# In the reaction in a closed vessel of calcium with oxygen, taken in the same mass ratios, 112 g of CaO was obtained

In the reaction in a closed vessel of calcium with oxygen, taken in the same mass ratios, 112 g of CaO was obtained. What substance and how many grams of it remained in excess after the reaction Decision:
M (CaO) = 56 g / mol;
M (O2) = 32 g / mol.
The reaction equation has the form:
2Ca + O2 = 2CaO
From the reaction equation it follows that to obtain 2 mol of calcium oxide, 2 mol of metallic calcium and 1 mol of oxygen are required.
Then the amount of calcium oxide obtained is equal to, we get:
n (CaO) = m (CaO) / M (CaO) = 112 g / 56 g / mol = 2 mol
So, to obtain 112 g (2 mol) of calcium oxide, 80 g (2 mol) of calcium metal and 32 g (1 mol) of oxygen were taken. Since the starting materials were taken in equal mass ratios, oxygen was taken in excess.

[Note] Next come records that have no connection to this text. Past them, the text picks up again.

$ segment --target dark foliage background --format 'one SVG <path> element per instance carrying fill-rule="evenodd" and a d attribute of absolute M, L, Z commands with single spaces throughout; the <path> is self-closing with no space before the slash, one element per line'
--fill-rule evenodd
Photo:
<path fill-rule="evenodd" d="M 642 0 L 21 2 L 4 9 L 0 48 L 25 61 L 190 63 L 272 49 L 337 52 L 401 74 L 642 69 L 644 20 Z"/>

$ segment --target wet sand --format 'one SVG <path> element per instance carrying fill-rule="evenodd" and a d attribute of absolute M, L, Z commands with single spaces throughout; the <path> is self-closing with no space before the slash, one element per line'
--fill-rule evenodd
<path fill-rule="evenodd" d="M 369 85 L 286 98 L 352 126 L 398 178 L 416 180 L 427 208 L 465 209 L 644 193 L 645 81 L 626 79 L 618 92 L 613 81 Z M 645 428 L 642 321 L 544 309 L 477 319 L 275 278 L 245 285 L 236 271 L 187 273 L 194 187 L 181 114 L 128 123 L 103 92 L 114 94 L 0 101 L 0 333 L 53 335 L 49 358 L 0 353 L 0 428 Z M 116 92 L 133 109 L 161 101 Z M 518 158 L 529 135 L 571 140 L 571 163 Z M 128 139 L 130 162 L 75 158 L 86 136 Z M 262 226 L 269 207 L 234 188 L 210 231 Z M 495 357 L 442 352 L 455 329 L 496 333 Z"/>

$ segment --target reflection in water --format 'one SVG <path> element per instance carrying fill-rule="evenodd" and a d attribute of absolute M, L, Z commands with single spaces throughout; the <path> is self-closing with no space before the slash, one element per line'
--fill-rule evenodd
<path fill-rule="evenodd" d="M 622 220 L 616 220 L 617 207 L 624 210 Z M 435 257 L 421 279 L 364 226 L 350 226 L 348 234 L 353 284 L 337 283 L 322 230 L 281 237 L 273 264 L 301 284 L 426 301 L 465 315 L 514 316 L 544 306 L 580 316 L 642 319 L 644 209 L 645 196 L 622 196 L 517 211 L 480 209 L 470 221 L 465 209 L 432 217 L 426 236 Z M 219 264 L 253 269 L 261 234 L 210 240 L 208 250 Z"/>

Calculates the remaining oxygen in the mixture, we get:
residue (O2) = m (Ca) – m (O2) = 80 g – 32 g = 48 g.
Answer: residual (O2) = 48 g. Remember: The process of learning a person lasts a lifetime. The value of the same knowledge for different people may be different, it is determined by their individual characteristics and needs. Therefore, knowledge is always needed at any age and position.